Developers of the Merritt Pavilion project in Dundalk say restaurant chains Chipotle, Panera and Five Guys are among tenants negotiating to lease space there.

Baltimore County officials and Baltimore-based developer Vanguard also said this week they are working to address community concerns about the office and retail project, slated to be built at the site of the North Point Government Center.


Residents packed a hearing in the spring to express concerns about traffic, a loss of community open space and disruption.

Vanguard's plans call for 60,000 square feet of retail and restaurant space and about 16,000 square feet of offices. The county review process is underway, and Vanguard hopes to open the project by fall 2016.

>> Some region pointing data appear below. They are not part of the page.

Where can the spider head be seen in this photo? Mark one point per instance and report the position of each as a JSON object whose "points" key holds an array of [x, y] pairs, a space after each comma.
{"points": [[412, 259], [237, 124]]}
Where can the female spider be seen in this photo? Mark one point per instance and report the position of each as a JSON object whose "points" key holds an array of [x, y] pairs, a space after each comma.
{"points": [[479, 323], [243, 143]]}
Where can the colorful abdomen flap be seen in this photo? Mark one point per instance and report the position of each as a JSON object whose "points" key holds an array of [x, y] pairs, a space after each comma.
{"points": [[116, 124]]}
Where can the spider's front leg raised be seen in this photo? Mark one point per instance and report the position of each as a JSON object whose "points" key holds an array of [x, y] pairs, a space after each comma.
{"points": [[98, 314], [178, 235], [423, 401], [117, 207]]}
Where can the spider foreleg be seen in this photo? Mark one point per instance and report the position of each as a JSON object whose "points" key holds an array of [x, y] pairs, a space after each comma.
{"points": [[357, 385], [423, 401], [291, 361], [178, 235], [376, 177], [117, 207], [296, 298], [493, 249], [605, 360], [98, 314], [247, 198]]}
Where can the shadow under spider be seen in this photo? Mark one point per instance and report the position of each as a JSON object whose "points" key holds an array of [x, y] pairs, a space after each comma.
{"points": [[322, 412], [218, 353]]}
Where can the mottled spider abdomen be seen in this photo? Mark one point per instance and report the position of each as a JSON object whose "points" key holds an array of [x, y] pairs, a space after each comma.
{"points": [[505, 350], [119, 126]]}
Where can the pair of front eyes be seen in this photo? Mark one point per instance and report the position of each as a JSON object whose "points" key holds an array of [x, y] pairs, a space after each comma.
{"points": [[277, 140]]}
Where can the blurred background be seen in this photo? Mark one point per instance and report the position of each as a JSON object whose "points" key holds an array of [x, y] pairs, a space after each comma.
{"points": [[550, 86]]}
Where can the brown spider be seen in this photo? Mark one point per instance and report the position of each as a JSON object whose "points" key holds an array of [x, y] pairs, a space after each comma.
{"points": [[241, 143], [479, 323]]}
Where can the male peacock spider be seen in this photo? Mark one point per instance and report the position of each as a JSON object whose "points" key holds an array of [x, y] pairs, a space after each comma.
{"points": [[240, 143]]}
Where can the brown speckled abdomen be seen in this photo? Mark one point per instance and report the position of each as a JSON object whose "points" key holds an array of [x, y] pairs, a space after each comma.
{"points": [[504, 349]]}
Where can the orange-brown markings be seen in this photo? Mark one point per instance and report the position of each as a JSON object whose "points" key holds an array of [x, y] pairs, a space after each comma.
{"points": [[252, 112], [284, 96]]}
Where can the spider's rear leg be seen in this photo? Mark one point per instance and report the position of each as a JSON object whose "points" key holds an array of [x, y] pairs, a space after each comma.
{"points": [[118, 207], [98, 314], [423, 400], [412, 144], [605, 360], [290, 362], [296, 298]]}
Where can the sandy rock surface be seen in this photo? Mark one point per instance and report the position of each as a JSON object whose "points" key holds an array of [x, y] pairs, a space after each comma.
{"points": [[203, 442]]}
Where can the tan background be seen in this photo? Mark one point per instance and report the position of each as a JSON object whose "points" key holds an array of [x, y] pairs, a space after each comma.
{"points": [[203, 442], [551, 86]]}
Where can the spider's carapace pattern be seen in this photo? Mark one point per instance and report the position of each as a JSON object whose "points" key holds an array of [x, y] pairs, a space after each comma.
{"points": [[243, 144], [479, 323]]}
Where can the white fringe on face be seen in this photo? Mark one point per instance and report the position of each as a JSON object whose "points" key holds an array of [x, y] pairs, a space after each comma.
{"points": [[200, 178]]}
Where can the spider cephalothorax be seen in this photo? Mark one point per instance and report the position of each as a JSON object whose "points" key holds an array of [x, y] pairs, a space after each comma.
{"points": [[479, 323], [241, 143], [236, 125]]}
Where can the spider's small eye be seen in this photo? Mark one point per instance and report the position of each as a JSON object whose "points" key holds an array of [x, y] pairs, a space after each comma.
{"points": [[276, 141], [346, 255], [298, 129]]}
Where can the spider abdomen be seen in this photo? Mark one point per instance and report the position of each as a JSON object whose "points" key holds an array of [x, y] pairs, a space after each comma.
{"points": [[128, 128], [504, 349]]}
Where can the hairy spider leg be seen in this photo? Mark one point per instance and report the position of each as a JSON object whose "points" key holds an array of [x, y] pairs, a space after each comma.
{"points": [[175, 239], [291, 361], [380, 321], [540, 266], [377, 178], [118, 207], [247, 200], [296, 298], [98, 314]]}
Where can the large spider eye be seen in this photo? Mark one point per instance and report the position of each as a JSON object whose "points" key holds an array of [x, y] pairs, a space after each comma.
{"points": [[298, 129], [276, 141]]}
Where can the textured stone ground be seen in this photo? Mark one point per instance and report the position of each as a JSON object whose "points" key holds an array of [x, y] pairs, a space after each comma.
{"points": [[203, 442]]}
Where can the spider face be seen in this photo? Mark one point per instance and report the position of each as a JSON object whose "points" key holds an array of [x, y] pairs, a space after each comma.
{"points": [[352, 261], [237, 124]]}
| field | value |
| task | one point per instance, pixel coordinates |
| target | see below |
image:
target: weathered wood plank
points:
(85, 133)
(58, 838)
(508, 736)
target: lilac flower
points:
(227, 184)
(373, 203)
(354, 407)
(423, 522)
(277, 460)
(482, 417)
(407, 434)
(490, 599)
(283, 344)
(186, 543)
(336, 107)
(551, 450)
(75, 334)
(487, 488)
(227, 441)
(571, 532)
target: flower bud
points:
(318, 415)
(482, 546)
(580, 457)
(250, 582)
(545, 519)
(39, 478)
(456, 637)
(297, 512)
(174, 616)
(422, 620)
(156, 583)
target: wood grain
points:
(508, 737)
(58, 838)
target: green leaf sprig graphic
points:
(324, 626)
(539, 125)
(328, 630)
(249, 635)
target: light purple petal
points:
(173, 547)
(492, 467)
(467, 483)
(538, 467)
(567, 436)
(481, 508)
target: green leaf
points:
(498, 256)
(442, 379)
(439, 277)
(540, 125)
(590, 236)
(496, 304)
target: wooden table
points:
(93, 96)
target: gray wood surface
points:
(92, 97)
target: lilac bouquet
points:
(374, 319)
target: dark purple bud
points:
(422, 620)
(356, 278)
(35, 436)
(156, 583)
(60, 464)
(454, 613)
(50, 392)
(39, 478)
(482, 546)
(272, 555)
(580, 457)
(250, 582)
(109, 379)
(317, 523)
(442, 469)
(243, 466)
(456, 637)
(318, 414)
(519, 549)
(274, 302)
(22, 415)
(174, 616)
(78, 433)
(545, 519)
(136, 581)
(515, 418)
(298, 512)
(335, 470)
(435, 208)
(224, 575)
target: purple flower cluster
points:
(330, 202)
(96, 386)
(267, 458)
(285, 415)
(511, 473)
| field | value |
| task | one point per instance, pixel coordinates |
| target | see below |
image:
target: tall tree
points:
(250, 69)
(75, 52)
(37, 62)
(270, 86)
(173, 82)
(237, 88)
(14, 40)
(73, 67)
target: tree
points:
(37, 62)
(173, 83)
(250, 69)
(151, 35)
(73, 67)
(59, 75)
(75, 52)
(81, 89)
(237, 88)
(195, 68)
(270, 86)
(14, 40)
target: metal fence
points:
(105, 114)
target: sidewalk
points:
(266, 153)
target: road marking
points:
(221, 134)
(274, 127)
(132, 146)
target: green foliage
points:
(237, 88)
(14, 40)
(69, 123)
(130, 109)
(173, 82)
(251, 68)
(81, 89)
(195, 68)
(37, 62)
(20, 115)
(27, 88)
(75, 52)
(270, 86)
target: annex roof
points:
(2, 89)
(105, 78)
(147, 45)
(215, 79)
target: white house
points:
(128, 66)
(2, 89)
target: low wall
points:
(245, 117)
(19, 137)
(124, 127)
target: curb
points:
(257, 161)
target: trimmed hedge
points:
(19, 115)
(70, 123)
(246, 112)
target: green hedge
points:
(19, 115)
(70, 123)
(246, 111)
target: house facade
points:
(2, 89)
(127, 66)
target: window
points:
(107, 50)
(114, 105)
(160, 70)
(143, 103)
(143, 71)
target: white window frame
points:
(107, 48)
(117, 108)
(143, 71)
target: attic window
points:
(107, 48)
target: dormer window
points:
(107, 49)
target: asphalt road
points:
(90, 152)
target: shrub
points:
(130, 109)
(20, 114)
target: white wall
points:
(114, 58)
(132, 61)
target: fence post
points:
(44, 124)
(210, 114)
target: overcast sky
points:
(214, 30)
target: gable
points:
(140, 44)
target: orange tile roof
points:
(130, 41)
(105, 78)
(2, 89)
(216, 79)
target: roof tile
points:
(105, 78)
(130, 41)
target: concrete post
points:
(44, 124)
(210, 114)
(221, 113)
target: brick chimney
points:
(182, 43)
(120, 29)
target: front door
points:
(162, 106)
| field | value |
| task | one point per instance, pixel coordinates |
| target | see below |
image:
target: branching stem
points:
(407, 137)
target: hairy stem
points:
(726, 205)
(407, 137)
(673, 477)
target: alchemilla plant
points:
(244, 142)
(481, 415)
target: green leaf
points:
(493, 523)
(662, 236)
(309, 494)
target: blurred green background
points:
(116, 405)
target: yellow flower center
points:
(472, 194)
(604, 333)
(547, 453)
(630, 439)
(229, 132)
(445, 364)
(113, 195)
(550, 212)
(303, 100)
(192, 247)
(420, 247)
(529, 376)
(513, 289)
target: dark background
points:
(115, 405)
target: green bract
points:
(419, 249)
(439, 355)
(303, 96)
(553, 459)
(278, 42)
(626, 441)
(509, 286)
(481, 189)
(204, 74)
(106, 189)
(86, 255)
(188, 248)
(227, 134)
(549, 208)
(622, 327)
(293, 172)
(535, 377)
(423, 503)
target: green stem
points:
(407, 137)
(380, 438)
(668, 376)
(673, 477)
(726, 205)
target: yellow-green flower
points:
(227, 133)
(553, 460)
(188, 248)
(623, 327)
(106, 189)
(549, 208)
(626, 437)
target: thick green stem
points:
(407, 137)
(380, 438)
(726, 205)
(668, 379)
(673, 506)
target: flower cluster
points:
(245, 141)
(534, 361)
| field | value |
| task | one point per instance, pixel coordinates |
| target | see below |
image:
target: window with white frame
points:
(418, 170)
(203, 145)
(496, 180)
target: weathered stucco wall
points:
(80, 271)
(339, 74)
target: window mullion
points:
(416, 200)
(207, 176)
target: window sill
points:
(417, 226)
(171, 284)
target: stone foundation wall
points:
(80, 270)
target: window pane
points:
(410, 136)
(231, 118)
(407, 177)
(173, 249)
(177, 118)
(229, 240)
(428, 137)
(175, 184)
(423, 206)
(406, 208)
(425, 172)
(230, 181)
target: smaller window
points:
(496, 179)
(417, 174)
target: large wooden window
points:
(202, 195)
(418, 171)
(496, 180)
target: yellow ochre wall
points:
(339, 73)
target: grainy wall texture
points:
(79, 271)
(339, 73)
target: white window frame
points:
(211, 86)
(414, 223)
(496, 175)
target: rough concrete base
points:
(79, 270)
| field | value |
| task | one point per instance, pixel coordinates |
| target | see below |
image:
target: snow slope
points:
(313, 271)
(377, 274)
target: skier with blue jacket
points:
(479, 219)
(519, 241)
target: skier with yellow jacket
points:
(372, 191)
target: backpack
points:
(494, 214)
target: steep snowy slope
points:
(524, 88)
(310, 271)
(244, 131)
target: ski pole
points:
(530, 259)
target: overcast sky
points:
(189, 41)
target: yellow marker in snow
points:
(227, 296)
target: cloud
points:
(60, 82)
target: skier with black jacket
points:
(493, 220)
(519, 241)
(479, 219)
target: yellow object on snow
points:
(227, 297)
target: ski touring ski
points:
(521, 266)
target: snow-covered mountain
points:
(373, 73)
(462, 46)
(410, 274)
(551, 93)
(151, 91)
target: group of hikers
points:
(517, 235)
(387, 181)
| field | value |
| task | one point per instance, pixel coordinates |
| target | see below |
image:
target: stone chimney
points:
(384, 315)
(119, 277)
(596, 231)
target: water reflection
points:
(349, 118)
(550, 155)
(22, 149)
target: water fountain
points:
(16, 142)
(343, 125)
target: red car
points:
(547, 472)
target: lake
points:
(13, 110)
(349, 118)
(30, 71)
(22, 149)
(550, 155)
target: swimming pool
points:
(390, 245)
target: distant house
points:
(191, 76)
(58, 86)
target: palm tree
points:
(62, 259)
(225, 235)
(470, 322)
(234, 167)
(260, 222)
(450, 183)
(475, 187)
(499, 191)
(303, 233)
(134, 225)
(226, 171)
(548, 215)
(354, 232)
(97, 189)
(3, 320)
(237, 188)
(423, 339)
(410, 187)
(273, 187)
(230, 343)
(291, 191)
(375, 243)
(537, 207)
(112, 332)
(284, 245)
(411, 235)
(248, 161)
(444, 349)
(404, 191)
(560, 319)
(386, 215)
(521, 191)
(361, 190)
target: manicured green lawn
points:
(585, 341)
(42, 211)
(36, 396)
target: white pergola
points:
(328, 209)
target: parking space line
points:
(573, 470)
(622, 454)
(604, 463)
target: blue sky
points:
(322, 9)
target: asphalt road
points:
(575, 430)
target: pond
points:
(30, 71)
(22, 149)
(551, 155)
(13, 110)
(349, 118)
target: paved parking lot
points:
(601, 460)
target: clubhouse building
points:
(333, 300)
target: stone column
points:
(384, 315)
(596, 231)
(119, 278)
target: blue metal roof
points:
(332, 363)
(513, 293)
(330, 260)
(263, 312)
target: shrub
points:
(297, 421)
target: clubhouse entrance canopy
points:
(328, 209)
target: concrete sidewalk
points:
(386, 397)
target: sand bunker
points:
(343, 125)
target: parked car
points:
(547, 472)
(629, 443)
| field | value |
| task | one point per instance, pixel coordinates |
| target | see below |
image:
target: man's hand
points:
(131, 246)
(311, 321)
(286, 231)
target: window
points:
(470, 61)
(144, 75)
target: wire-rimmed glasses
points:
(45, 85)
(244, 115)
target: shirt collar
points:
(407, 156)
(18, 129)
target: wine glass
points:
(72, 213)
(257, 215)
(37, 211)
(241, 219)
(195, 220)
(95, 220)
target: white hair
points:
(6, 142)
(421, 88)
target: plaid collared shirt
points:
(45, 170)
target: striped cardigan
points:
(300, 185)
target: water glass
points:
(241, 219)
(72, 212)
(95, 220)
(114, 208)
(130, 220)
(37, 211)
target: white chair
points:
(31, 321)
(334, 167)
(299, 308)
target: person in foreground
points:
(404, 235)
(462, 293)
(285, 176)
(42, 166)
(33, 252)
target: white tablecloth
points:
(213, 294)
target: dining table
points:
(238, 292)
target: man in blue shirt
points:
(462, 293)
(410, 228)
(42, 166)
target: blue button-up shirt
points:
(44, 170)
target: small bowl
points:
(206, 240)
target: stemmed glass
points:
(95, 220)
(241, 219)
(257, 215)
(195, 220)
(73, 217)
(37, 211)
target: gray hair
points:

Officials say Vanguard scrapped plans to build a community amphitheater at the site, and has pledged to increase the size of a promised recreation center. Additionally, the company will contribute funds toward a new turf field at nearby Merritt Point Park.

Len Weinberg, a Vanguard principal, called Dundalk "a great underserved market."

Chipotle, Panera and Five Guys are negotiating letters of intent to locate in the development at Merritt Boulevard and Wise Avenue, according to county officials and Vanguard.

"We're early on, but we're really excited with the ... strong response we've had," said Weinberg, adding that developers also hope to secure commitments from two full-service restaurants.

The government center, used for community recreation and arts programs, is one of three publicly owned sites the county put up for sale for private development last year.

As part of its agreement with the county, Vanguard committed to build a 21,000-square-foot recreation and arts center, but plans now call for it to be more than 24,000 square feet. Vanguard will contribute 25 percent of the cost for a new turf field at Merritt Point Park, about a mile from the center. County Executive Kevin Kamenetz's administration said this week the county would pay the other 75 percent.

Plans for the amphitheater were dropped because residents didn't want it, Weinberg said.

County Councilman John Olszewski Sr. a Dundalk Democrat, said in a statement that he'd worked with Vanguard to address issues raised by residents, and was pleased at the caliber of tenants showing interest in the project.

The county also formally agreed not to let the new development disrupt the community's annual Fourth of July fireworks display at Grange Elementary next to the government center, as some residents had feared, said Joe Falbo, president of the Heritage Association of Dundalk, which runs the show. He said the project never really endangered the fireworks.

"Everything's going to stay the same, it's just in writing now," Falbo said.